Но кроме того, Рассел Дален ей не сказал, что его жена тоже беременна и что он чувствует себя как в ловушке. Потому что был вынужден завести семью; потому что у его отца навязчивая идея – иметь наследника в третьем поколении, который бы унаследовал имя и наследие Даленов, и обязательно наследника мужского пола. Рассела связывали по рукам и ногам надежды жены, что дети заставят его остепениться, и мнение, что он обязан производить на свет новых семейных заложников для той уолл-стритовской фирмы, которую его отец помог основать и которой, по-видимому, дорожил больше всего на свете. Как женатый человек и единственный сын и наследник, Рассел Дален имел двойную причину быть освобожденным от воинской службы. Отец направил его в небольшой городок Уилком, штат Массачусетс. Он желал, чтобы сын поработал в небольшой посреднической фирме, где бы мог приобрести навыки – администратора и менеджера, а также умение заключать сделки и закулисные операции. Он поехал в Уилком охотно, потому что хотел удрать от жены и от семьи, которые дружно желали, чтобы он чувствовал ответственность за будущего ребенка и старую фирму. И теперь, сидя за миниатюрным столиком, он смотрел еще на одну женщину, напротив него: она только что сказала, что у него появилось еще одно обязательство, и ему захотелось закричать. И еще – хотелось заплакать. Перестать сдерживаться и зарыдать. А кроме того, он хотел, чтобы ем у кто-нибудь объяснил, почему в жизни у него столько неприятностей и почему, несмотря на все его старания, он беспомощен что-либо изменить.

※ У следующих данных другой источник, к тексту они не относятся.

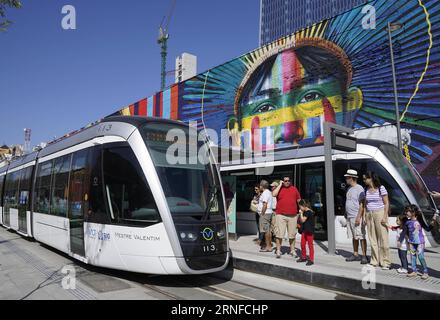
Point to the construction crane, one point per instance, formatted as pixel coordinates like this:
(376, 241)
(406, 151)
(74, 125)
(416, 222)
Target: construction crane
(163, 42)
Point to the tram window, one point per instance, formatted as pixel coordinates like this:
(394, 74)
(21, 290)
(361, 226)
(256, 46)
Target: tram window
(79, 184)
(25, 187)
(97, 210)
(397, 198)
(11, 190)
(42, 186)
(128, 195)
(60, 186)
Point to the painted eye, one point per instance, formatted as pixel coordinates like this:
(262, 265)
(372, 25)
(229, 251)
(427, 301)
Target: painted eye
(265, 108)
(311, 96)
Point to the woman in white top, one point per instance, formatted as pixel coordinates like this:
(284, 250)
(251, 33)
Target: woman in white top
(377, 208)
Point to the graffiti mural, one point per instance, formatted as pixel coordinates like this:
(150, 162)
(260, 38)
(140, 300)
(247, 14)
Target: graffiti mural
(338, 70)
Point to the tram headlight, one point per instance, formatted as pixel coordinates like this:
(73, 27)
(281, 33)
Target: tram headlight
(221, 234)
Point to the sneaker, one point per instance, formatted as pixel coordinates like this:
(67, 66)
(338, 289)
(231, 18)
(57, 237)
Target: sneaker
(425, 276)
(402, 271)
(353, 258)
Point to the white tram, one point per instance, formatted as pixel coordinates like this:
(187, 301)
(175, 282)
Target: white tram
(107, 196)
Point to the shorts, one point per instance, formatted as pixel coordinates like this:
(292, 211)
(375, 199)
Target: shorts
(356, 232)
(282, 222)
(265, 222)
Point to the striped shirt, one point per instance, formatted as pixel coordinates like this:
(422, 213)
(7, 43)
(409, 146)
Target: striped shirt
(374, 199)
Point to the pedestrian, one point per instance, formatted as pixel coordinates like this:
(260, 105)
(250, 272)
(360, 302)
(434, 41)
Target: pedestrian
(377, 208)
(265, 213)
(416, 241)
(273, 186)
(286, 214)
(354, 210)
(307, 221)
(402, 242)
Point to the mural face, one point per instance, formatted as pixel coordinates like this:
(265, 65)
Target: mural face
(338, 70)
(293, 93)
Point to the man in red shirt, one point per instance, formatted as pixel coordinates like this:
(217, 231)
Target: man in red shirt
(286, 214)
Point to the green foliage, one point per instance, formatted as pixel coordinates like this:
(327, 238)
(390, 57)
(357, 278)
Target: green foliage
(5, 4)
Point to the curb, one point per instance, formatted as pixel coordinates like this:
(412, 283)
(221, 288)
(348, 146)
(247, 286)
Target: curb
(347, 285)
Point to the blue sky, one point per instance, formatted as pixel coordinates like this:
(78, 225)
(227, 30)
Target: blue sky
(55, 81)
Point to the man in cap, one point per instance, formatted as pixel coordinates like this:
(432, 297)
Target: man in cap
(354, 208)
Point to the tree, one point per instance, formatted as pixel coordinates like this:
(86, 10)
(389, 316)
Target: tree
(4, 4)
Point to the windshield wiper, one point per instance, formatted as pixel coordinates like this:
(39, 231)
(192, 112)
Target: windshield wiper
(212, 195)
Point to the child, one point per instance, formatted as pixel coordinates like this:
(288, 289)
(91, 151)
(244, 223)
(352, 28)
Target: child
(308, 229)
(402, 233)
(416, 239)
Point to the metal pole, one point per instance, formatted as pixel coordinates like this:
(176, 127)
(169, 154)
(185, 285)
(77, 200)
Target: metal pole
(396, 98)
(330, 197)
(329, 186)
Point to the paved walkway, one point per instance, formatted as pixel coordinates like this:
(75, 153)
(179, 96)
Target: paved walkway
(29, 271)
(334, 272)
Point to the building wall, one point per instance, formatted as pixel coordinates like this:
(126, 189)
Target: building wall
(334, 71)
(186, 67)
(282, 17)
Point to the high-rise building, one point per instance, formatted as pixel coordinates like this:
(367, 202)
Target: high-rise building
(282, 17)
(186, 67)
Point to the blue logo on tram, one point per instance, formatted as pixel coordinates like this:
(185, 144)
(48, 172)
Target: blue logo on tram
(208, 234)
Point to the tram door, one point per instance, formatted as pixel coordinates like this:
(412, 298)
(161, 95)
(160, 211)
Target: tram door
(79, 199)
(23, 199)
(312, 188)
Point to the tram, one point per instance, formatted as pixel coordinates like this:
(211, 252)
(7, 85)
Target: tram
(109, 197)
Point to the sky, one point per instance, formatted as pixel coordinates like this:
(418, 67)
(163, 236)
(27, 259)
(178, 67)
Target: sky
(55, 81)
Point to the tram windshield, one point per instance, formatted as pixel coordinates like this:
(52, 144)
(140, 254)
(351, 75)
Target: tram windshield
(412, 179)
(188, 179)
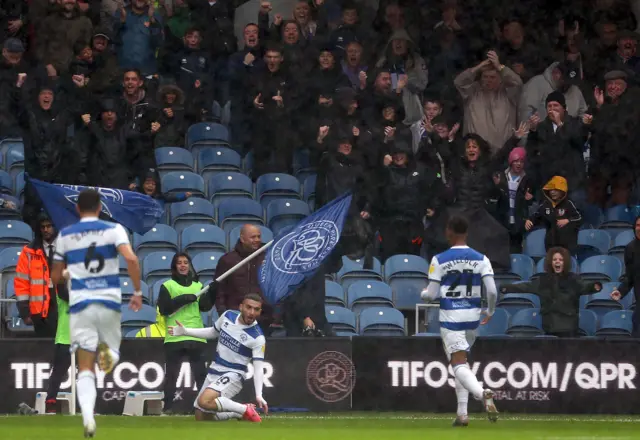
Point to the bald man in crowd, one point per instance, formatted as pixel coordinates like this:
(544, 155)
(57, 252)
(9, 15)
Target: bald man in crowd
(243, 281)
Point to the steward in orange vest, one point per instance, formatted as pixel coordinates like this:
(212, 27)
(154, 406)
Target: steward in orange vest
(35, 292)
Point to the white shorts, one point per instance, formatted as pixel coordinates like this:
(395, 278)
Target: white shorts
(227, 385)
(457, 340)
(94, 324)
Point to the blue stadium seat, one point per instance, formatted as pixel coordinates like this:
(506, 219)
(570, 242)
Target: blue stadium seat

– Есть очень хорошая клиника в Сент-Томасе. Это па Виргинских островах, – сказал он, наконец, все еще не в состоянии посмотреть Милдред прямо в глаза. Он слышал об этой клинике, когда учился в Принстоне, и знал, что несколько его сокурсников и их, вступающих в жизнь, подружек пользовались услугами этой клиники. – Тебе сделают операцию, а потом ты проведешь на морском берегу приятную неделю и поправишь здоровье. А я за все заплачу.

– Убить ребенка? – спросила Милдред, ужаснувшись, что Рассел равнодушен к жизни, которую помог возжечь. Милдред полагала, что, когда она расскажет Расселу о будущем ребенке, он охотно сделает то, что сделал бы любой из юношей, среди которых она выросла, – предложит пожениться. Она не придавала значения огромной разнице в социальном положении и культурном цензе между ней и ее красивым зеленоглазым любовником. Она даже не думала никогда, что он может быть женат, и помыслить была не способна, что вместо брачного союза он предложит аборт.

– Ведь это же все равно что убийство! Это же грех!

– Но что же ты собираешься делать? – спросил в смятении Рассел. Он был удивлен ее реакцией. Милдред всегда была с ним заодно, всегда смотрела на мир его глазами и так охотно исполняла все его желания. Это была одна из причин, почему он в нее влюбился. А теперь он вдруг узнал такую черту ее характера, о которой ранее не подозревал. Милдред была воспитана ревностной католичкой, в то время как сам Рассел был индифферентным пресвитерианцем. Римско-католическая концепция священности жизни была для него абстракцией, мало что значащей идеей, потому что его воспитали, как бы то ни было ошибочно, в сознании, что с помощью денег можно разрешить любое затруднение.